TB can not be fought alone: Health PS

22 Mar 2017 16:50pm
WINDHOEK, 22 MAR (NAMPA) – Permanent Secretary in the Ministry of Health and Social Services, Andreas Mwoombola has encouraged Namibians to look after their bodies and develop a healthy resistance to fight viruses and diseases.
He said this Wednesday at a media briefing on the ‘Challenge TB’ project funded by the United States of America through the President’s Emergency Plan for AIDS Relief (PEPFAR) and the United States Agency for International Development (USAID) at the Okuryangava Clinic.
Mwoombola said too often people wait until the last minute when their body’s immune system is exhausted before seeking medical attention.
“Communicate with your body and the moment you feel some unusual symptoms go to hospital. Prevention is better than cure.”
The Tuberculosis (TB) project was initiated in 2015, with the goal to end TB and to bring HIV under control in Namibia.
Mwoombola said communities should unite against the disease, as patients alone cannot fight TB because it is contagious through bodily fluids.
TB is caused by bacteria and usually attacks the lungs but can also affect the spine, brain and bones. It is transmitted through the air when an infected person coughs or sneezes.

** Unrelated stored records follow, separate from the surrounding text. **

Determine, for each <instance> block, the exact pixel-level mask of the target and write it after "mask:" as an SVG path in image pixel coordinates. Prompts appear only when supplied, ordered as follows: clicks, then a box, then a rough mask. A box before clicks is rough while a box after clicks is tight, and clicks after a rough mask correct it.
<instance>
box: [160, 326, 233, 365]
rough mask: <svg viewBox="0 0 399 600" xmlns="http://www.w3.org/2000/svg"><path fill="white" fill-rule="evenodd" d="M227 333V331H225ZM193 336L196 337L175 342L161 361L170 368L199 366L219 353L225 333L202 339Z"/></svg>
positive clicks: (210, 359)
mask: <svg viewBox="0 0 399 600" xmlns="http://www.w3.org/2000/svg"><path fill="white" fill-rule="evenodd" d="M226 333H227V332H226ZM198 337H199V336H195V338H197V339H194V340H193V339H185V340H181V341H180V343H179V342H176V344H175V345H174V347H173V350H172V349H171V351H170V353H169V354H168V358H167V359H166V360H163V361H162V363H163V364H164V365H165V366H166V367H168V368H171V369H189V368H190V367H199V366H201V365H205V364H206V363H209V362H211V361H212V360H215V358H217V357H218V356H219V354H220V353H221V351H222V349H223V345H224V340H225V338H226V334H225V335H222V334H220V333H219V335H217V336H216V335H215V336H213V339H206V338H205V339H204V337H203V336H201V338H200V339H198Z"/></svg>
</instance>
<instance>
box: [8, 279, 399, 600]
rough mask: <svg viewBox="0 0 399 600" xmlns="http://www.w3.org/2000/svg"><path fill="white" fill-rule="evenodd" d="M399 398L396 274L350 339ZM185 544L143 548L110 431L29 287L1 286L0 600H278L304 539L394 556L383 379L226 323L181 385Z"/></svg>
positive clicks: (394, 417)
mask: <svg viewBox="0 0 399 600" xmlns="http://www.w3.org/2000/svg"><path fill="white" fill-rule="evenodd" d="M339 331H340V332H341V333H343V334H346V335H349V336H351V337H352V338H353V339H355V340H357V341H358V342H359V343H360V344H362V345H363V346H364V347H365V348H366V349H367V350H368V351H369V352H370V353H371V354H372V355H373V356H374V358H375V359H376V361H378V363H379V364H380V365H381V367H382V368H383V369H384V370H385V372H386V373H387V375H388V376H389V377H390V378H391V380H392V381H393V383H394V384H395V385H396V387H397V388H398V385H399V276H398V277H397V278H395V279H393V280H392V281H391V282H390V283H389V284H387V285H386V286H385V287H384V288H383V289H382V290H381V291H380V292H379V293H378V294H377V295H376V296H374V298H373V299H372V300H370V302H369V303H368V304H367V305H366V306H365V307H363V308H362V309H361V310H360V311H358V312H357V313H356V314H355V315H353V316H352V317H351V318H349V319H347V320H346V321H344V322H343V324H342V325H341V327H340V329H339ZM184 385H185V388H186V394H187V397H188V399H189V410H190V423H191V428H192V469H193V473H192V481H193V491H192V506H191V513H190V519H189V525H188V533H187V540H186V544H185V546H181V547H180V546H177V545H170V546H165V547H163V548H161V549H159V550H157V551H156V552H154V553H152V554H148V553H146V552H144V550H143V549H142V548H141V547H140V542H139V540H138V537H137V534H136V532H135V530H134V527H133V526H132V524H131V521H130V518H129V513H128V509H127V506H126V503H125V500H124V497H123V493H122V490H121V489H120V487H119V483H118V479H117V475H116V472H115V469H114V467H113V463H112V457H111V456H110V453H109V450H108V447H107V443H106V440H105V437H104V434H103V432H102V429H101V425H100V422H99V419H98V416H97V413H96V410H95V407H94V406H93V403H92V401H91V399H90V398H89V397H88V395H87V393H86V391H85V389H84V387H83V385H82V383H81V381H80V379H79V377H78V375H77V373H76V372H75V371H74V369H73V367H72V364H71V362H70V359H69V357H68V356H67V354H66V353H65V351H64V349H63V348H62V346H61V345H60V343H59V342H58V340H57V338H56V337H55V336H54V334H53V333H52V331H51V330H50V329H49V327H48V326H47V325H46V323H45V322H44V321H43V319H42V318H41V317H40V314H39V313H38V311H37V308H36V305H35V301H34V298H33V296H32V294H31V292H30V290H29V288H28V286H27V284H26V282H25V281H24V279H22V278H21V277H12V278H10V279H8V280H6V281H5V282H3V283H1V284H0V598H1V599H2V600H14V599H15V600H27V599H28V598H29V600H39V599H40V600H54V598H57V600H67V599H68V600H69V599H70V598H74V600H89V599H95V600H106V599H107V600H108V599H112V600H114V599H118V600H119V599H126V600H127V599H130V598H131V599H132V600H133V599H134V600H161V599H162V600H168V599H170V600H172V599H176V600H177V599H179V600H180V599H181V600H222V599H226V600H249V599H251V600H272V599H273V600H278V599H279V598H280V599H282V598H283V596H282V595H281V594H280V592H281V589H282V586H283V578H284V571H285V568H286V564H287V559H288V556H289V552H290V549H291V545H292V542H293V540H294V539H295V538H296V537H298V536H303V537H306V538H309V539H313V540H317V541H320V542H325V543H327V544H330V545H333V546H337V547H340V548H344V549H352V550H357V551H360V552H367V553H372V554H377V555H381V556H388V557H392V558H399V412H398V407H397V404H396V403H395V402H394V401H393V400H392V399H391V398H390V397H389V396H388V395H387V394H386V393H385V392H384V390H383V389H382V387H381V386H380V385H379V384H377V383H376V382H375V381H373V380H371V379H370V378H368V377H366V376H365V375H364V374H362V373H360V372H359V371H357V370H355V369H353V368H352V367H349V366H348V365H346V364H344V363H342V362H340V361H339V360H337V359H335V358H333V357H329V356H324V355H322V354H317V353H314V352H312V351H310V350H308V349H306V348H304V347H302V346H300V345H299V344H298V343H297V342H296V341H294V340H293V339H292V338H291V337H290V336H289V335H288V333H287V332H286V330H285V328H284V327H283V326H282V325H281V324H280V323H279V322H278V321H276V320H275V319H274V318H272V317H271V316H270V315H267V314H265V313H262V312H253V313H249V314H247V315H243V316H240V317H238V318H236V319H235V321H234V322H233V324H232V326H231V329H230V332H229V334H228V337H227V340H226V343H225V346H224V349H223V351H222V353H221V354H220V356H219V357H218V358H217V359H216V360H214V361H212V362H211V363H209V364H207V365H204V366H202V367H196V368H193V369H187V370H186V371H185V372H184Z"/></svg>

The TB project is being implemented at the Okuryangava Clinic, which has the second largest number of TB/HIV patients after the Katutura Health Centre.
The US government provided the clinic with a fabricated treatment room for TB patients, known as the DOT-point, which provides services including HIV counselling and testing, and linkage to antiretroviral therapy (ART) services through sited referrals for TB/HIV positive clients, which reduces waiting periods and improves infection control.
About 1 000 patients in the Windhoek District have benefited from the project, while more than 3 500 people have benefited countrywide.
US Ambassador to Namibia, Thomas Daughton said it is difficult to provide comprehensive TB and HIV services in Namibia, as four out of every 10 HIV positive people have TB.
“Treating someone who has contracted both HIV and TB is far more difficult as both diseases in the same patient can become too strong for the patient to fight.”
He said Namibia has one of the highest HIV and TB co-infection rates in the world, even though current data shows a downward trend in TB cases and an upward trend in the TB-treatment success rate.
USAID has thus far invested about N.dollars 48 million in the Challenge TB project and is aiming for a 90 per cent target in Namibia, which Daughton said is achievable.
“If you doubt that, you should know that in most districts, the levels of HIV testing and anti-retroviral treatment initiation in TB patients co-infected with HIV have already exceeded 80 per cent.”